After my guitar lesson, I get down to the serious business of solving the logic problem. Since printing out the clues and the chart, I haven’t even looked at the thing, but I’m determined to do it myself.

And I do. Not quite “easy as brioche,” as my dad would say, but nothing I can’t handle once I put my mind to it. Once I’m positive I have the solution, I call Margaret.

I wasn’t home when she and Andrew saw each other for the first time since the Kiss. Dad took me out to a local pub so he could watch a French soccer game and I could chow down on a colossal cheeseburger. Right now, it is details I am hungry for.

“So, how did it go today?”

“Um, great. I think. Andrew was totally cool.
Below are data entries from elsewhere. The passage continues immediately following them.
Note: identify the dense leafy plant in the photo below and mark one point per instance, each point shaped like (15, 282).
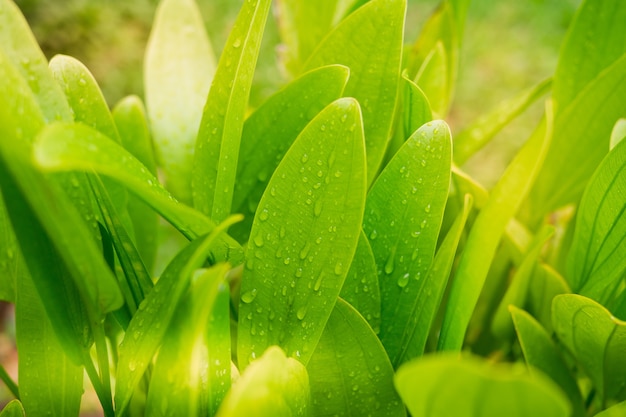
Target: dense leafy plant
(339, 261)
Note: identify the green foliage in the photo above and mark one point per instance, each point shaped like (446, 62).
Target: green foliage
(335, 241)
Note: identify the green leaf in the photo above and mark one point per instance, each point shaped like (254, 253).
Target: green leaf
(587, 122)
(373, 36)
(130, 118)
(300, 253)
(541, 353)
(594, 41)
(402, 219)
(596, 260)
(50, 383)
(446, 385)
(183, 361)
(147, 328)
(482, 130)
(270, 131)
(486, 233)
(13, 409)
(427, 305)
(517, 292)
(19, 45)
(66, 147)
(596, 339)
(360, 289)
(272, 386)
(217, 146)
(362, 385)
(179, 65)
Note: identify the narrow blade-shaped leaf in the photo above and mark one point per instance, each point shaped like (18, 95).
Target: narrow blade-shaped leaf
(19, 45)
(300, 253)
(418, 328)
(361, 289)
(431, 387)
(272, 386)
(482, 130)
(373, 34)
(596, 339)
(486, 232)
(272, 128)
(178, 69)
(403, 216)
(217, 146)
(360, 386)
(148, 326)
(541, 353)
(597, 259)
(176, 383)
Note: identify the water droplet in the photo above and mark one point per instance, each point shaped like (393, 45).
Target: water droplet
(249, 296)
(301, 313)
(403, 281)
(317, 209)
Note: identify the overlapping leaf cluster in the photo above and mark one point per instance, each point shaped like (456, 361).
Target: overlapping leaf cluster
(338, 260)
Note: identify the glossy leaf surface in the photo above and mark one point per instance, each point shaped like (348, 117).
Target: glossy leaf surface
(217, 146)
(373, 34)
(304, 236)
(179, 66)
(402, 220)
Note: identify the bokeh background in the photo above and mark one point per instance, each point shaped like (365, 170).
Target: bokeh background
(508, 46)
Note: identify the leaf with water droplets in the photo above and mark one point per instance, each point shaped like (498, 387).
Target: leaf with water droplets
(179, 66)
(596, 339)
(405, 207)
(361, 288)
(148, 326)
(217, 146)
(369, 42)
(270, 131)
(447, 385)
(349, 372)
(272, 386)
(485, 235)
(184, 363)
(304, 254)
(130, 119)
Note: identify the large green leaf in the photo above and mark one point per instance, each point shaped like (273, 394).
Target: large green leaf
(65, 147)
(482, 130)
(587, 122)
(360, 289)
(486, 233)
(272, 128)
(19, 45)
(148, 326)
(596, 339)
(597, 261)
(304, 237)
(402, 219)
(369, 42)
(272, 386)
(176, 384)
(541, 353)
(130, 118)
(13, 409)
(445, 385)
(50, 384)
(217, 146)
(179, 66)
(594, 41)
(349, 372)
(421, 319)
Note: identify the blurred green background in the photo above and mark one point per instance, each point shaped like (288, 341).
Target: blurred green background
(508, 46)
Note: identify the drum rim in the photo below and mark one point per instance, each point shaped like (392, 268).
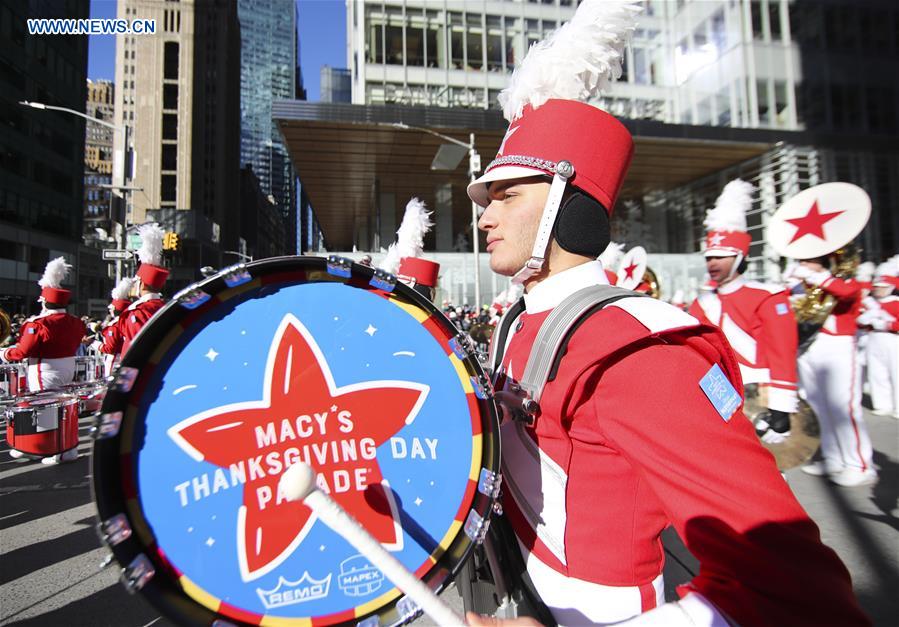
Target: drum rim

He didn’t say anything about, you know, what happened, but we talked after the lesson. He asked me to this concert at Lincoln Center next weekend.”

“Yay! That’s excellent! A date!”

“And get this: my parents said I can go! Of course, it starts at two in the afternoon.”

“Hey, it’s something,” I say.

“Are you ready for tomorrow?” she asks.

“I know where the violin player lives.”

“That’s good. Okay then, I’ll meet you there tomorrow, a few minutes before noon.”

“We’re not going together?”

“Nope. Becca and Leigh Ann will meet us there, too. This way, we’re all equal. We’re a team, but we can do it ourselves if we need to.”

“But what if some of us are wrong?”

“That’s a great question, Sophie. See you tomorrow!” …

•    •    •

Sunday morning, I leave the apartment at eleven, thinking that I will lurk outside Margaret’s building and follow her. The doorman, outside hosing down the sidewalk, smiles and waves when I approach.

“You just missed her,” he informs me. “She went thataway about five minutes ago. She said you’d be by.”

Oh, she just thinks she is so clever. Grrrr.

I take the subway down to Fifty-ninth and then hike up to Sixty-third to transfer to the F train, which I take to Delancey Street.

I’m non-ultrafamiliar with this part of town, so it takes me a minute to get my bearings. As I’m looking up the street, I spot Leigh Ann trying to read a map. I sneak up behind her and boom, “CAN I HELP YOU, MISS?”

“Jeez, Sophie! Don’t do that. I swear, my heart stopped.” She puts her hand on her chest to slow her heart down, closes her eyes, and takes a deep breath. Very actressy.

I take out the paper with my solution and show it to her. “Is this where you’re going?”

She looks incredibly relieved. “Hey, guess I really did it! And if we’re both wrong, at least I’ll have someone to be lost with. Where’s Margaret?”

“Somewhere ahead of me. I’ve been trying to catch up to her, but I keep missing trains by, like, two seconds.” I point across the street. “We need to go that way.”

As we wait for the light to change, Leigh Ann slips
her arm through mine. “Hey, thanks for Friday—you know, for introducing Alex to Malcolm and Caroline. He said he had such a nice time with them that Columbia is definitely moving up on his list.”

“So there’s a chance. That’s good, right? How ’bout your dad?”

She shakes her head. “Nothing new. He’s moving right after Thanksgiving. I’m starting to be okay with it.”

“Really?”

“I mean, I don’t want him to go, but when we went to dinner, he explained that it is a fantastic opportunity for him, and he says it’s only for two years. I felt bad, because when I told him how I felt about everything changing so fast, he looked like he was going to cry. But we had a good talk, and I decided that I’m going to be mature about it.” She stands up straight, her chin high in the air. “After all, I am almost thirteen.”

“I’m glad I still have a little time as a tween,” I say. “This ‘growing up’ stuff sounds like it could be hard.”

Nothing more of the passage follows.